Ritornando verso piazzetta Olivella, decido per una deviazione, sulla destra c’è Via Tarsia, sede del “Teatro Bracco”, già “Tarsia” che, inaugurato nel 1962, dette inizio ad una splendida stagione di prosa napoletana. Roberto Bracco, cui è intestato il teatro sorto sui resti del corpo di Palazzo Tarsia, nacque a Napoli il 10 novembre 1861.
Amico di Sarah Bernhardt fu secondo in fortuna solo a Luigi Pirandello. Elegantissimo, famose le sue cravatte, e rabbioso, fu coinvolto in due famose cause, una delle quali contro Francesco Saverio Nitti cui aveva addentato la testa, perché aveva osato criticargli un lavoro: “Vuje site ‘nu fetente!” pare gli urlasse dopo un’inutile riappacificazione. Salita Tarsia molti l’hanno vista, nel celebre “L’Oro di Napoli” di Vittorio De Sica: Totò scendeva da quella strada vestito da pazzariello per l’inaugurazione di un negozio di alimentari. A casa lo aspettava un camorrista che aveva preso Totò e la sua famiglia per albergo, facendo il bello e il cattivo tempo. Tuttavia, nessuno più ricorda che salita Tarsia, come via Tarsia e i vicoli vicini, sono parte del più bello, più grande e sfarzoso palazzo che Napoli abbia mai avuto, Palazzo Spinelli di Tarsia. Di questo palazzo oggi bisogna più immaginare che vedere, poiché una facciata interna e un corpo di fabbrica non piccolo, ancora esistono, con tanto di stemma nobiliare e di ridipintura fresca, ma l’insieme, per chi non abbia mai visto il disegno di Domenico Antonio Vaccaro, non è nemmeno sospettabile.

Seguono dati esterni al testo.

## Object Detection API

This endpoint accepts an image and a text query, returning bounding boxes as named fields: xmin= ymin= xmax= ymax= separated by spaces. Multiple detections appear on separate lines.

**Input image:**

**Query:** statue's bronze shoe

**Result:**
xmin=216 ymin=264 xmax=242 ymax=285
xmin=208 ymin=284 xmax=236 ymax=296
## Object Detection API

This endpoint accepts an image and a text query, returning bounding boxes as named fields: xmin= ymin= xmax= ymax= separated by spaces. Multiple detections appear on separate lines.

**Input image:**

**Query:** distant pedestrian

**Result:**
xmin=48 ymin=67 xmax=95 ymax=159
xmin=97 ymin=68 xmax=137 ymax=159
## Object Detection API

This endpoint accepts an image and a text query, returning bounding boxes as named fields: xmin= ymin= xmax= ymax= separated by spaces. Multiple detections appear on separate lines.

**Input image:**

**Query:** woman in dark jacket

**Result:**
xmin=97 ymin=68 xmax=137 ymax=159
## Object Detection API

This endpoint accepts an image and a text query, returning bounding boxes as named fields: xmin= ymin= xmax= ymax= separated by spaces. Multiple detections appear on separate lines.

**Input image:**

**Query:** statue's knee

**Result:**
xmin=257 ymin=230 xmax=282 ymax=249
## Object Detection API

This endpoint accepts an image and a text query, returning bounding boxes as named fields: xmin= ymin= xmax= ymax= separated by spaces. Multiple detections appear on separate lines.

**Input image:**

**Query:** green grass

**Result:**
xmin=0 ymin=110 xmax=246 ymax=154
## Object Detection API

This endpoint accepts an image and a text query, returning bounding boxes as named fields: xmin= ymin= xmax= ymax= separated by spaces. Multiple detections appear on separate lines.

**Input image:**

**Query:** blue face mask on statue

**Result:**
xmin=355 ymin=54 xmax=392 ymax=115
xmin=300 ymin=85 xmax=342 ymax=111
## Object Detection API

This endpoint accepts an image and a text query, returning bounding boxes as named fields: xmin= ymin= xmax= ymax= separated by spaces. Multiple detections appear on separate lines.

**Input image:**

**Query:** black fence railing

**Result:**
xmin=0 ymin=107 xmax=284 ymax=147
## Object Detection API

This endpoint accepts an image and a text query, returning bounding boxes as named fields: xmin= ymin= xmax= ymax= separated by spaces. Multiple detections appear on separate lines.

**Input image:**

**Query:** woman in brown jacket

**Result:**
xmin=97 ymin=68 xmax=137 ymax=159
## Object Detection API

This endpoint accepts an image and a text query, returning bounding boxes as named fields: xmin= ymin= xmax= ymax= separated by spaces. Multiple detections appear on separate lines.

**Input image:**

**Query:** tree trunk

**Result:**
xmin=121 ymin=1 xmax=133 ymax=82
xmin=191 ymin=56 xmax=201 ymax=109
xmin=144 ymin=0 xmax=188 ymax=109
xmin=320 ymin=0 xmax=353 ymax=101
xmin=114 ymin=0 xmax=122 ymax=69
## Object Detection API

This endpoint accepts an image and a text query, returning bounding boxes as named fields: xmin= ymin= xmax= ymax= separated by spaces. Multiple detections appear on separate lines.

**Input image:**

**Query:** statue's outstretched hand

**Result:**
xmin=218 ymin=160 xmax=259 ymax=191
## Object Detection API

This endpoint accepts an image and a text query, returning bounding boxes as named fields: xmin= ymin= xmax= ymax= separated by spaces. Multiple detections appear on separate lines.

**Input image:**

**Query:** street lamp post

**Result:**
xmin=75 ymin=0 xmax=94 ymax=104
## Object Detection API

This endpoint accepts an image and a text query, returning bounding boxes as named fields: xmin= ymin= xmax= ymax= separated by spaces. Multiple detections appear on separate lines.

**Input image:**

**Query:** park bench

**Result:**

Dopo circa 15 tappe nei luoghi della memoria della mia città, mi viene da riflettere: noi napoletani non apprezziamo, nè prendiamo in considerazione i nostri tesori culturali, storici e umani che sono unici al mondo. Ci si potrebbe impegnare di più, pensare anche ai palazzi nobiliari ormai cadenti, alle strade sconnesse ma di gran fascino. E’ come se Napoli fosse una signora molto bella, truccatissima, ma non curata nell’intimo. In pratica hanno trasformato qualche piazza in falsi salotti chic e si sono dimenticati del cuore di Napoli, ne hanno fatto “ nu quadro ‘e lontananza”.